Gelado. Está gelado lá fora. Um rápido olhar pela janela e nota-se que nem o Labrador ávido de liberdade que se encontra no jardim se atreve a dar dois passos de corrida.
“Ah porra, esqueci-me do molho de tomate”.
Chaves na mão, porta fechada, elevador. Uma das vantagens de morar a uns escassos cinquenta metros de um Pingo Doce é poder corrigir quando a nossa memória nos atraiçoa.
“Poupa tempo” dirão alguns. “Não é bem assim” afirmo eu.

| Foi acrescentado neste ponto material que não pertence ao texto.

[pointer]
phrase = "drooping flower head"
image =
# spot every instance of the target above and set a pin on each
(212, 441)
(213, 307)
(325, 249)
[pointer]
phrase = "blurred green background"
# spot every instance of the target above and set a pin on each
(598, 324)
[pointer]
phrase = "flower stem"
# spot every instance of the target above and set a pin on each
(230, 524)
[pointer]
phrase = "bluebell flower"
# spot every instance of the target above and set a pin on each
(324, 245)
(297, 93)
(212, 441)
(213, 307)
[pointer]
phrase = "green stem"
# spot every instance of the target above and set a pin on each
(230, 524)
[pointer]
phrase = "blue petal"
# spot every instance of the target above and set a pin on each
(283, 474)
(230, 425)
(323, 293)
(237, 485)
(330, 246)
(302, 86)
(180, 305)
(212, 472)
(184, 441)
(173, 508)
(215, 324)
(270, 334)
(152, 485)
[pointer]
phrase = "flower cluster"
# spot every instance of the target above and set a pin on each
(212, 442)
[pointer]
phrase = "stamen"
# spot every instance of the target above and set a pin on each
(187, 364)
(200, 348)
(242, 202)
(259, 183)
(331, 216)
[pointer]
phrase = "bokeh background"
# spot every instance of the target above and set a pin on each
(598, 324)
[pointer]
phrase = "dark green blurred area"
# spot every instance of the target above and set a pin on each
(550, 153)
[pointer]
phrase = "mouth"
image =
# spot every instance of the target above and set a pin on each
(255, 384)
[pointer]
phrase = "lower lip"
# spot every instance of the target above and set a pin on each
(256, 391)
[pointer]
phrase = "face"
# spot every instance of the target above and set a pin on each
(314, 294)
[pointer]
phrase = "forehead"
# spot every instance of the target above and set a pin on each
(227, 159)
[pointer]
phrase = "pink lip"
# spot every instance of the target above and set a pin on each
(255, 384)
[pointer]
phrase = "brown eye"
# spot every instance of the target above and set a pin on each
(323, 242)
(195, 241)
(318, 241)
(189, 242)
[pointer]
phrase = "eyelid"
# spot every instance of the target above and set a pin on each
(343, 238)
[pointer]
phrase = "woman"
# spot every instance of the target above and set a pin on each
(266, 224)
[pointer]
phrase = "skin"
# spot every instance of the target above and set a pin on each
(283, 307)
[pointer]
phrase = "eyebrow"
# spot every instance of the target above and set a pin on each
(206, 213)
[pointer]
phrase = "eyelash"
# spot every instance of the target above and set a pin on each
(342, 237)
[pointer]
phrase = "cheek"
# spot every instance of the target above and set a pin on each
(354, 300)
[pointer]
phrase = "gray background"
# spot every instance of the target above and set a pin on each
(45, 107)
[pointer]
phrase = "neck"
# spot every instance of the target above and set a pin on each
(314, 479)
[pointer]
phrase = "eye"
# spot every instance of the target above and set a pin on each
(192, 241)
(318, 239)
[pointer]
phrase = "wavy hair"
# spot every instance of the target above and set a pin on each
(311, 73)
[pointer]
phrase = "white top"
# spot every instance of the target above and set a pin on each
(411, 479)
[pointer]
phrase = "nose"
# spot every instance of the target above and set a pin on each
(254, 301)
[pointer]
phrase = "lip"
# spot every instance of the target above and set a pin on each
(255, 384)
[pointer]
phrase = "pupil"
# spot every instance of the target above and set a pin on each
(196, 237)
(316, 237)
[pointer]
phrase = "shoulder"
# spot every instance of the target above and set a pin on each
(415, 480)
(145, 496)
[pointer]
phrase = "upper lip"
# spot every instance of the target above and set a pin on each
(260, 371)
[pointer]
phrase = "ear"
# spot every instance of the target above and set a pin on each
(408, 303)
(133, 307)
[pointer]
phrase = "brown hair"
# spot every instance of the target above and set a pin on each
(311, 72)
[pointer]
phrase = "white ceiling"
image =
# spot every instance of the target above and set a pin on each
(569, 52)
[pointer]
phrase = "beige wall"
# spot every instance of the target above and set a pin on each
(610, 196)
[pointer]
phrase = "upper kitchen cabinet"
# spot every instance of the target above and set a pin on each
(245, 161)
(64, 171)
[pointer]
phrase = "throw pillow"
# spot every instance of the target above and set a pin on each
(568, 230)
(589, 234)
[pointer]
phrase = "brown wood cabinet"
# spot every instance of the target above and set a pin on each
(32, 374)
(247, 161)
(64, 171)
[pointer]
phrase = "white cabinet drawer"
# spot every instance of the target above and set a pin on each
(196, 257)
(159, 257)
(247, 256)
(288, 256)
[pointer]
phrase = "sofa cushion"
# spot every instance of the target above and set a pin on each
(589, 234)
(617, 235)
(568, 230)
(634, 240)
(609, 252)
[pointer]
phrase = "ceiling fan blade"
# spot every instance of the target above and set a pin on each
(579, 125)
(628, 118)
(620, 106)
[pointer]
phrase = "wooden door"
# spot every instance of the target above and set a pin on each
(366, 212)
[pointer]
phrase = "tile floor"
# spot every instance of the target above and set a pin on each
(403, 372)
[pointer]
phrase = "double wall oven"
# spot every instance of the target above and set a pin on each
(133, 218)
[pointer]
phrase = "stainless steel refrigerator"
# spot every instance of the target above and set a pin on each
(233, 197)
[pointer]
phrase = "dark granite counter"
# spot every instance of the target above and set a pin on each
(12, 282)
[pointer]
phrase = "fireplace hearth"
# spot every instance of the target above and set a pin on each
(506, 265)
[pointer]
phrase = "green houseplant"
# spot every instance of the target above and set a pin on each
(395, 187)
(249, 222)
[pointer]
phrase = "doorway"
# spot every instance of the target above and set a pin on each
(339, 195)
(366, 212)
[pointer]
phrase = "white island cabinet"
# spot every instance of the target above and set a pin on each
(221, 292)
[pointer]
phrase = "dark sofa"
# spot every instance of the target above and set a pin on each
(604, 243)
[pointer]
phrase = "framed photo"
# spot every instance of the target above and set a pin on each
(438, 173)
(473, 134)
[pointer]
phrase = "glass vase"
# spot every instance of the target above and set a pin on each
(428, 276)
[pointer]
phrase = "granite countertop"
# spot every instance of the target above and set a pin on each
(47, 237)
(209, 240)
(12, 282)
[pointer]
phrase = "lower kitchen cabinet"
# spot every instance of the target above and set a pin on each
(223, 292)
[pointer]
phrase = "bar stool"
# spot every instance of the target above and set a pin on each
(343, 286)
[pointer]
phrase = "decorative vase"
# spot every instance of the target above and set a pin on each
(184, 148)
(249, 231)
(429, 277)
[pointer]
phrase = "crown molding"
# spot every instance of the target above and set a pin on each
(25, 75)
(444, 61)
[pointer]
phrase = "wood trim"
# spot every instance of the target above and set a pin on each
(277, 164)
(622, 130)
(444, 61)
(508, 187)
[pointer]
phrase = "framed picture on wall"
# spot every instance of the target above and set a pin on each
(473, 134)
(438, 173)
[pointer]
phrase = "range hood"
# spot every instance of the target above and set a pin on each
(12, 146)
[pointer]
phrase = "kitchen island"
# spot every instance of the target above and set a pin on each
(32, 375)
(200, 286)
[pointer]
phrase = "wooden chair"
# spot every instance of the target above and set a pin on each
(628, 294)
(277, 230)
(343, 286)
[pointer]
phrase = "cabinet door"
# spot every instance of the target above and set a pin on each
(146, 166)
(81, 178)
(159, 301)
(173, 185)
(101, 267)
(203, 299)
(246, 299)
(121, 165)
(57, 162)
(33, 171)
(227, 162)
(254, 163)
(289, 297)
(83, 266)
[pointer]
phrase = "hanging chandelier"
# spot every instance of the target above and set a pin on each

Um dos mandamentos que nos é incutido desde o início na aviação é o chamado “pensar à frente”. Devemos sempre pensar à frente da aeronave. Nunca no momento. Estar já a pensar a cinco, dez, vinte minutos do presente. O que vai acontecer, o que pode acontecer e como reagir. E com o tempo esse traço de carácter passa para outras actividades mundanas, sem que disso nos apercebamos. Como por exemplo... as filas do Pingo Doce.
Devo confessar que me tornei bom nisso. Optimizar a escolha da fila das compras. Boa dica para o currículo, lembrei-me agora. Sai no automático, mas como se de um planeamento militar se tratasse. Ora aquela fila tem mais gente, mas é tudo malta nova só com cervejas na mão. Boa escolha. Aquela tem menos gente mas um empregado de restaurante que vai pedir facturas em separado. A evitar. A outra caixa tem um funcionário que é mais lento a passar as compras que eu a sair da cama. Nunca. E com este raciocínio instantâneo se escolhe a caixa do Pingo Doce. Simples.
Sim, porque isto de um tipo se esquecer do molho de tomate tem muito que se lhe diga.
E tudo seria perfeito... se não fosse aquilo a que eu carinhosamente apelido de “Síndrome do Pingo Doce”.
Gosto de imaginar que, tal como os Gregos e os Romanos tinham um Deus para tudo, também hoje existe um Deus do “Pingo Doce”. Ou um Deus das lojas de conveniência, o que lhe quiserem chamar. Certamente muito em baixo na cadeia alimentar dos Deuses, mas Deus mesmo assim. Omnipresente. Todo poderoso. Misericordioso. O gajo que na faculdade dos Deuses tirou o curso de Antropologia mas estagiou no Lidl.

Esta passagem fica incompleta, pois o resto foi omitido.